Sigorta sektörünün rezervi olası İstanbul depremi için hazır mı?
Sigorta sektörünün rezervi olası İstanbul depremi için hazır mı?

Sigorta sektörünün rezervi olası İstanbul depremi için hazır mı?

Olası İstanbul depremi Türkiye’nin nüfusuna, üretimine ve ekonomisine önemli etki getirecek. Sigorta sektörü deprem nedeniyle sadece DASK’ın değil, hayat, konut, işyeri, kasko sigortaları başta olmak üzere deprem teminatı sunan tüm branşların tazminat ödemesi yaptığına dikkat çekerek, olası İstanbul depreminde hasarın yüzde 25’inin sigorta tarafından karşılanacağını öngörüyor

Küresel çapta yapılan sigorta sektörü araştırmaları uzun yıllardan beri Türkiye’deki en büyük endişenin deprem başta olmak üzere doğal afetler olduğunu ortaya koyuyor. Türkiye dünyanın aktif deprem kuşaklarından biri olan Alp-Himalaya deprem kuşağı üzerinde yer alıyor. Ülke yüz ölçümünün yüzde 42’si birinci derece deprem kuşağı üzerinde yer alırken, nüfusun yaklaşık yüzde 80’i ise 1. ve 2. dereceden deprem kuşakları üzerinde yaşıyor.

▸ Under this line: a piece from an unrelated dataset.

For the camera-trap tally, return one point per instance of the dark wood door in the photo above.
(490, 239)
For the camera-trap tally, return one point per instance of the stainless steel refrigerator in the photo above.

Sigorta şirketleri Türkiye ekonomisinin merkezi olan Marmara Bölgesi’nde yaşanabilecek bir deprem nedeniyle nüfus, sanayi ve ekonominin önemli bir risk taşıdığını sık sık dile getiriyor. Sadece sigorta ile çözülemeyecek olan bu sorunun temelindeki çarpık ve denetimsiz kentleşmeye, nüfusun hızlı artışına dikkat çekilirken bu sebepler nedeniyle riskin arttığı ve önemli tedbirler alınması gerektiği sıkça ifade ediliyor.

Büyük ve yıkıcı depremler sadece mal ve can kaybına neden olmakla kalmıyor, üretim faaliyetlerinin durması ve bununla ilgili tüm süreçlerin etkilenmesiyle büyük bir felakete dönüşebiliyor. Deprem sigortası, konut ve işyeri sigortaları, hayat sigortaları ve bunların yanında birçok sigorta branşı deprem nedeniyle önemli tazminat ödemeleri yapıyor. İstanbul depreminin sadece sigorta sektörünü değil tüm ekonomik hayatı etkileyeceği vurgulanırken, sigorta şirketleri başta olmak üzere yetkili tüm kurum ve kuruluşların riski iyi yönetmesi gerektiği ve önlemlerin alınması üzerinde duruluyor.

İstanbul’da yıkıcı bir depremin gerçekleşmesi durumunda Gayri Safi Yurtiçi Hasıla’nın yüzde 10’unun (yaklaşık 90 milyar Amerikan Doları) zarar göreceği tahmin ediliyor. Riskin DASK ile güvence altına alınandan daha büyük olduğunu belirten yöneticiler, en iyi senaryoda bu hasarın yüzde 25’ine yakının sigorta şirketleri tarafından finanse edileceğini ifade etti. Reasürans anlaşmaları sayesinde katastrofik

risklerin birden fazla ülkede bir çok farklı şirkete dağıtıldığı, aktüerler tarafından yeterli rezerv ve teknik karşılıkların ayrıldığı belirtildi. Sigorta sektörü sadece deprem için değil doğal afetler anı ve sonrası için gerekli tüm tatbikatları yaptığını ve iş sürekliliği sağlayacak olan teknik konulara ciddi yatırım yaptığına değiniyor. Veri merkezlerinin farklı lokasyonlarda tutularak kaybın önüne geçildiği, farklı eylem planlarıyla birlikte tüm süreçlerin sürekli olarak yeniden ele alındığına dikkat çekti.

İstanbul depremi neden bu kadar büyük olacak?

“Ana Marmara Fayı” diye adlandırılan Marmara’daki Kuzey Anadolu Fayı tek parça, tek hat ve yılda 1,8-2 santimetre arasında hareket ediyor. Bu fay üzerindeki son kırılma 1766 yılındaki iki büyük depremle gerçekleşti. 250 yıl sonrasında hareket mesafesine bakıldığında 4.5 metrelik bir bozulmanın meydana geldiği hesaplanıyor ve bu nedenle de 4.5 metrelik bir hareket yaşanacağı tahmin ediliyor.

Uzmanlar geçmiş depremlere bakıldığında 4.5 metrelik bir hareket ve yaratacağı deprem şiddetinin 7 üzerinde olacağını tahmin ediyor. İzmit’ten Silivri’ye kadar uzanan ve İstanbul segmenti denilen hat yaklaşık 70 kilometre uzunluğunda, uzmanlar bu segmentin tek seferde kırılma ihtimalinin yüksek olduğunu ve bu uzun mesafe nedeniyle depremin uzun bir mesafede gerçekleşeceğini ifade ediyor.